Очутившись на воле, Ртищев почувствовал такой приступ радости, что позабыл обо всем и, как мальчишка, помчался в поле…
Вечером усталый и разбитый, вновь полный тревоги, Федор пришел к Толстому.
— Слыхивал?
— Слыхивал, Федор Михайлович.
— И каково?
— Каково Бог положит, — вздохнул Толстой.
Неожиданно озлобившись, он больно сдавил руку постельничего.
— А не скулить ныне вместно, но думку думати, как бы нас не выдал сербин. Сам утопнет и наши головушки сиротские за собой в омут потянет.
Посовещавшись, они решили безотлагательно собрать всех членов кружка, чтобы сообща придумать, как спасти хорвата от неминуемой смерти.
* * *
Прямо из церкви, после всенощной, государь отправился в застенок. Он не узнал Юрия, до того обезображено было пыткой его лицо. Но слишком кипело еще негодование царя, «страшные» слова воровского письма еще прыгали огненными кругами перед глазами и чрезмерна была еще обида на хорвата, чтобы в груди нашелся хоть крохотный уголок для жалости и снисхождения.
— Вор! — исступленно выкрикнул Алексей, впиваясь ногтями в горло полубесчувственного узника. — Язык европейский!.. Христопродавец!
Дьяки подхватили его и, усадив на лавку, подали ковш студеного кваса.
— Не трудись, государь! Дозволь нам, сиротинам, чинить допрос.
Алексей опорожнил ковш, обсосал усы и шумно задышал.
Рядом с Крижаничем повисла привязанная к столбу Таня. Тело ее представляло собой сплошной кровоподтек. На боках и бедрах висели окровавленные лоскуты кожи и мяса. Из черных провалов жутко впились в пространство невидящие, отравленные безумием, болью и ненавистью, глаза.

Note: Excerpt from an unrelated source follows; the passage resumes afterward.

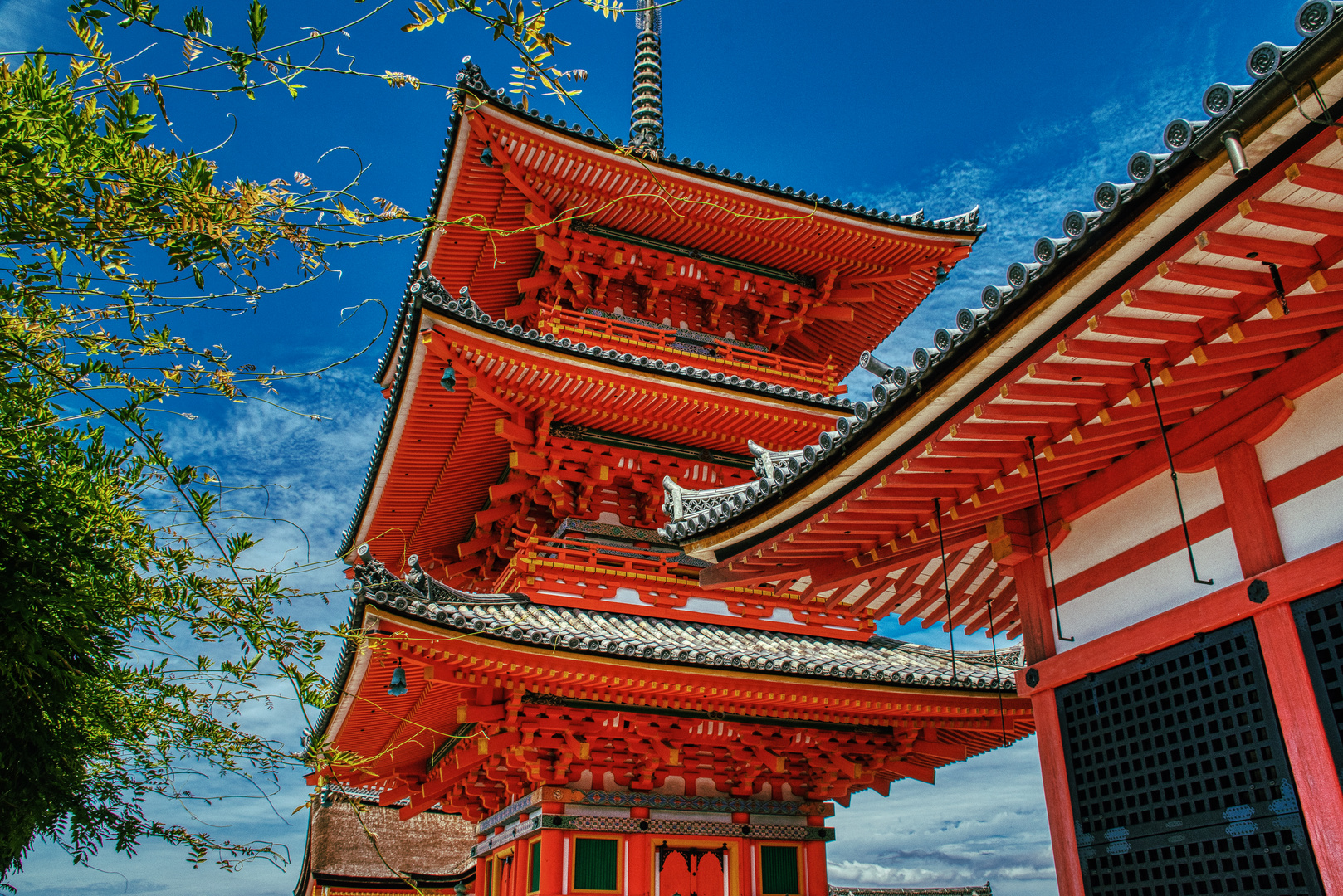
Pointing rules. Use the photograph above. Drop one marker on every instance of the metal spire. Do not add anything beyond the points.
(647, 106)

Государь ткнул Таню посохом.
— Спокаялась ли?
Она не ответила.
— Не дразни! — снова рассвирипел государь. — Добром обскажи, кому письма воровские везла!
Сморщив лоб и сжав кулаки, Таня из всех угасающих сил своих пыталась побороть тяжелый мрак, окутавший ее мозг.
— Руси… Туда везла… Руси… Казни!.. Всю Русь казни! — выкрикнула она и потеряла сознание.
* * *
Крижанича и Таню приговорили к казни [33].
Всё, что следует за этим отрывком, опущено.